Friedrich Karl of Limburg Stirum (10 January 1710 – 31 December 1771) was Count of Limburg Styrum and Bronckhorst, and Sovereign Lord of Gemen.

==Early life==
Friedrich Karl was born in 1710. He was the eldest son of Otto Leopold of Limburg Stirum and Amalia Anna Elisabeth von Schönborn (1686–1757). His younger brother, August Philipp Karl, became Prince-Bishop of Speyer.

His father was the eldest child and the only son of Count Hermann Otto II von Limburg-Stirum-Bronckhorst and Countess Charlotte Amalie von Vehlen und Meggen. His maternal grandparents were Count Melchior Friedrich von Schönborn-Buchheim and the former Baroness Maria Anna Sophia Johanna von Boyneburg-Lengsfeld (a daughter of Johann Christian von Boyneburg).
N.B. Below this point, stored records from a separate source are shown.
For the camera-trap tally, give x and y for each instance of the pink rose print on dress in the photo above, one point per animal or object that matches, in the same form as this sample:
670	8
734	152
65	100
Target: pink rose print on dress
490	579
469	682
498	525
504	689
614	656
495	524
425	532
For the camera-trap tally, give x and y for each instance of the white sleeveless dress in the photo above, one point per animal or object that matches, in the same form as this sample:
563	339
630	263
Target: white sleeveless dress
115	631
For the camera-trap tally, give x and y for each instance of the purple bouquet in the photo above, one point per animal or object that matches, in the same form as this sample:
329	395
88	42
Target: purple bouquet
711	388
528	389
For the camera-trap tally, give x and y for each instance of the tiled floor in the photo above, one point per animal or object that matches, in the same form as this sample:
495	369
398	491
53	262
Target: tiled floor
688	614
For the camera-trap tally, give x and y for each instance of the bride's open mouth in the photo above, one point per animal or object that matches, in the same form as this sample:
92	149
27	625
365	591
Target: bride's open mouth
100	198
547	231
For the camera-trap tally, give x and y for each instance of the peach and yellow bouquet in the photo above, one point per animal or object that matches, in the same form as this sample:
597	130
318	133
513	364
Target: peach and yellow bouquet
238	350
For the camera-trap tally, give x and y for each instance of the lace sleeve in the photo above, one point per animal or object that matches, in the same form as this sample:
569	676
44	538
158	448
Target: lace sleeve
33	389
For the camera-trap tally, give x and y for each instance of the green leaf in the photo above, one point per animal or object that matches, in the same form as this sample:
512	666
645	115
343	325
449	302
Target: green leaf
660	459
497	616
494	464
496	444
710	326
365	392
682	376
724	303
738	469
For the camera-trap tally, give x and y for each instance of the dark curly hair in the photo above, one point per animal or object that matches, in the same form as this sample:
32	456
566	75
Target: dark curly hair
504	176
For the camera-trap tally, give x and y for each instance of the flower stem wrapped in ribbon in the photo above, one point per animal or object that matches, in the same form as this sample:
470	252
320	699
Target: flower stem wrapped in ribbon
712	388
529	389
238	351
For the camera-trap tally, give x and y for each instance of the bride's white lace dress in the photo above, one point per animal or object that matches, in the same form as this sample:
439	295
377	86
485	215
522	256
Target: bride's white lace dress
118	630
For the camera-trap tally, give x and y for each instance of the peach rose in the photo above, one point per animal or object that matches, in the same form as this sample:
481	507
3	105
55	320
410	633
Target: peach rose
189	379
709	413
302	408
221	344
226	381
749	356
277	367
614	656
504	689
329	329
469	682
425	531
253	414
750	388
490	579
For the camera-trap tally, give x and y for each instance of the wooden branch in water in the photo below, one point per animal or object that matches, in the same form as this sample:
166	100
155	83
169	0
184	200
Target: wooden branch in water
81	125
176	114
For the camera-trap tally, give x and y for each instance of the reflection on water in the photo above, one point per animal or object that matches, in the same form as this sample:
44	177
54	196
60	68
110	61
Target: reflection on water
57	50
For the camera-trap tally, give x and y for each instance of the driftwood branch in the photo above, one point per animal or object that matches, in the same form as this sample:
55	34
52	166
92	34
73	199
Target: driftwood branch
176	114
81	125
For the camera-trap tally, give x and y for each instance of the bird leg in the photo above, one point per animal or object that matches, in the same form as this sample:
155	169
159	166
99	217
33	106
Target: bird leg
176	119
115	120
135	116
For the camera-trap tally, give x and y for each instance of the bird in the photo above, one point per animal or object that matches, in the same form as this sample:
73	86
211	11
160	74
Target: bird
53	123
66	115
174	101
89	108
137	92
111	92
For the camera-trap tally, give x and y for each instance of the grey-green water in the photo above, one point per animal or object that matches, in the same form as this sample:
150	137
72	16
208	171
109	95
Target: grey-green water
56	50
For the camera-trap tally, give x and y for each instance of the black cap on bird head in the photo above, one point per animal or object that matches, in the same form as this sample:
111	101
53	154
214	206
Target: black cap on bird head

Among his very large maternal family were uncles Johann Philipp Franz von Schönborn (the Prince-Bishop of Würzburg), Friedrich Karl von Schönborn-Buchheim (the Prince-Bishop of Würzburg and Bamberg who served as Vice-Chancellor of the Holy Roman Empire), Damian Hugo Philipp von Schönborn-Buchheim (the Prince-Bishop of Speyer and Bishop of Konstanz), Rudolf Franz Erwein von Schönborn (the diplomat and composer), Anselm Franz von Schönborn-Heusenstamm, and Franz Georg von Schönborn (the Elector and Archbishop of Trier who was also Prince-Bishop of Worms and Prince-Provost of Ellwangen)

==Career==
Following the death of his father in 1743, he became Sovereign Lord of Gemen, serving until his death in 1771.

==Personal life==
He died on 31 December 1771 without descendants and the rule of Gemen passed to his brother.